(Yicai Global) Aug. 28 -- Renowned Chinese real estate developer Greentown China Holdings Ltd. [HK:3900] logged more than 50 percent net profit growth in the first six months of this year.
By the end of June, the company had gained revenue of USD1.56 billion (CNY10.45 billion), an increase of 8 percent and net profit of CNY1.27 billion, an increase of 56 percent, Greentown China reported in its interim results on Aug. 28.
The company's property sales were CNY8.66 billion in the first half, or 83 percent of the total, per the report.
Greentown Group (including Greentown China and its affiliated companies, joint ventures and associated companies) achieved a sales area of 3.46 million square meters and sales of CNY59.5 billion, a record high for the period.
The concern is continuing to optimize its land reserve structure. The group focused on 15 core cities in the first half, achieving a strategic distribution in southern and southwestern parts of China based on such cities and provinces as Hangzhou, Beijing, Zhejiang and Jiangsu.

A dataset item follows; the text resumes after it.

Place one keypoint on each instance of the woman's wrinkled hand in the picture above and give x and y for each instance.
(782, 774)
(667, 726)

It also deployed in up-and-coming third- and fourth-tier cities surrounding the three city clusters -- the Beijing-Tianjin-Hebei region, the Yangtze River Delta and the Pearl River Delta -- with the proportion of land reserves in first- and second-tier cities increasing to 47 percent from 43 percent earlier this year.
Greentown Group had a total of 92 land reserve projects by June 30, with a total construction area of about 3,000 square meters and saleable area of around 2,200 square meters.
Greentown Group will have 110 investment projects on sale in the second half, with the saleable area approaching 4 million square meters and the amount involved about CNY84.6 billion. The saleable amount in first- and second-tier cities will be about CNY60.3 billion, 70 percent of prospective sales in the second half, per the report.